La pintora y mujer de la cultura, mi admirada Eulalia Dolores de la Higuera, fue una militante granatensis adelantada a su tiempo, agitadora de conciencias en diversas facetas en las que la mayoría de los ciudadanos y, en aquellos tiempos, sobre todo las ciudadanas, no tenían por razones lógicas del régimen vivido práctica en la libertad de opinión acerca de las decisiones de nuestros gobernantes.

Cuando el mayo francés de 1968 convulsiona a la sociedad e irradia los deseos transformadores de un cambio, aquí en Granada ese sonido llega con sordina. En el mes de los santos, Eulalia, en un mundo de hombres, lidera un movimiento dispuesto a remover las aguas mansas de la cultura en la ciudad de la Alhambra. Cayetano Aníbal González, Claudio Sánchez Muros, Eduardo Molina Fajardo, Trinidad Mercader, Elena Martín Vivaldi, José García Ladrón de Guevara, Manuel Cano Tamayo, José Luis del Castillo, Manuel Maldonado Rodríguez, Rafael Guillén García, Miguel Rodríguez-Acosta y José Fernández Castro, entre otros, ponen los pilares para un resurgimiento de todas las artes en nuestra ciudad, firmando un manifiesto como punto de partida para una actualización y modernización de las actividades artísticas.

Prohibidas las mujeres

Son años en los que se mantienen órdenes y reglamentos obsoletos, anclados en las antípodas de lo razonable y sin visos de igualdad. En el Centro Artístico, Literario y Científico, sigue prohibida la entrada a las mujeres, una circunstancia ante la que Eulalia se revela con tal virulencia que no solo acaba con la prohibición sino que con el tiempo terminó siendo la primera mujer presidenta de una entidad centenaria por la que habían pasado los mayores exponentes de las artes y la cultura granadina... menos las mujeres.

Uno de los más célebres miembros del Centro Artístico fue el propio Federico García Lorca, a quien Eulalia dedicó una de sus obras literarias más interesantes: 'Mujeres en la vida de García Lorca', un estudio sorprendente para la época en el que la escritora avanza en el análisis de la obra lorquiana y la influencia femenina en la creatividad del autor de Fuente Vaqueros. De la Higuera no sólo es una reputada pintora.
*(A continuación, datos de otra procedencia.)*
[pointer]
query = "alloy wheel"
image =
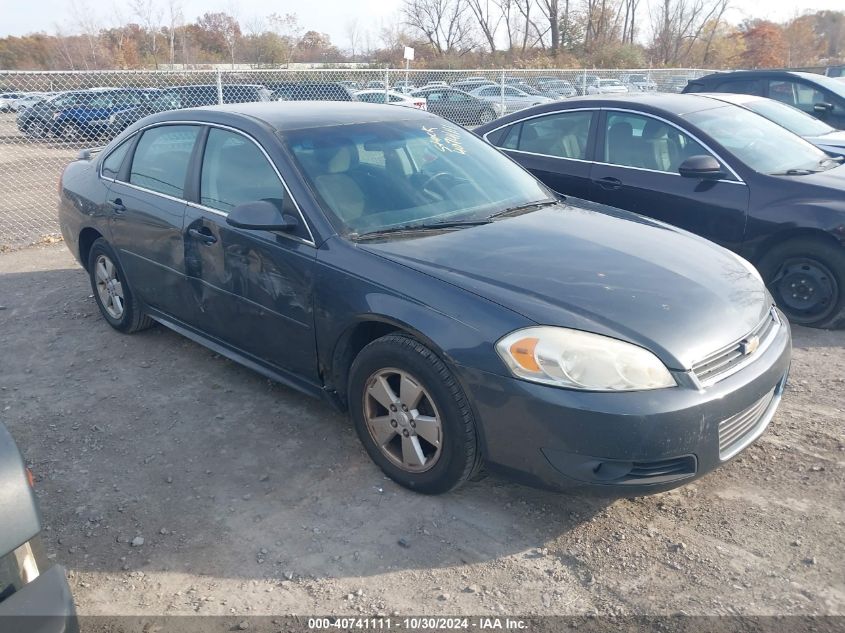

Su actividad literaria que abarca la poesía y la narrativa, entre otras facetas, la distinguen como una mujer del Renacimiento que, en una dictadura agonizante, enlaza perfectamente con una transición política, en la que no duda en militar, llegando incluso a ser concejala de Cultura en la plaza del Carmen, en el primer ayuntamiento democrático, perteneciendo a la bancada de la UCD del presidente Adolfo Suárez.

Cuando el alcalde de entonces decidió remodelar la antigua avenida de Calvo Sotelo, hoy de la Constitución, la transformación pasaba por arrancar los árboles centenarios, a los que Eulalia de la Higuera no dudó en encadenarse para impedir que fueran arrancados, en un gesto que dio la vuelta al mundo.

La bandera andaluza

La misma actitud enérgica sostuvo con el presidente de la Diputación, un tanto remiso a la autonomía, y ante el que Eulalia se presentó con una bandera andaluza en sus manos, haciéndole entrega de la misma para que ya no pudiera seguir diciendo que la enseña de los andaluces no ondeaba en el balcón provincial porque no le había llegado.

Eulalia fue una mujer granadina de armas tomar, con la palabra por herramienta, que en los principios de su activismo llegó a ser repudiada por sus allegados naturales ya que su procedencia social era de la más alta burguesía granadina, a quienes escandalizaba que una de las suyas fuera artista, popular, política y estuviera todos los días en los medios de comunicación con argumentos contrarios a su condición social. Por eso también fue puesta al principio en cuarentena por muchos de los que abrigaban sus causas pero que recelaban de su alta alcurnia, sin fiarse de verla arremangarse en causas nobles.

El tiempo le ha dado la razón, y como no podía ser de otra forma en esta ciudad, también le ha dado... el olvido. Aunque no todos estamos amnésicos. Un beso, Eulalia.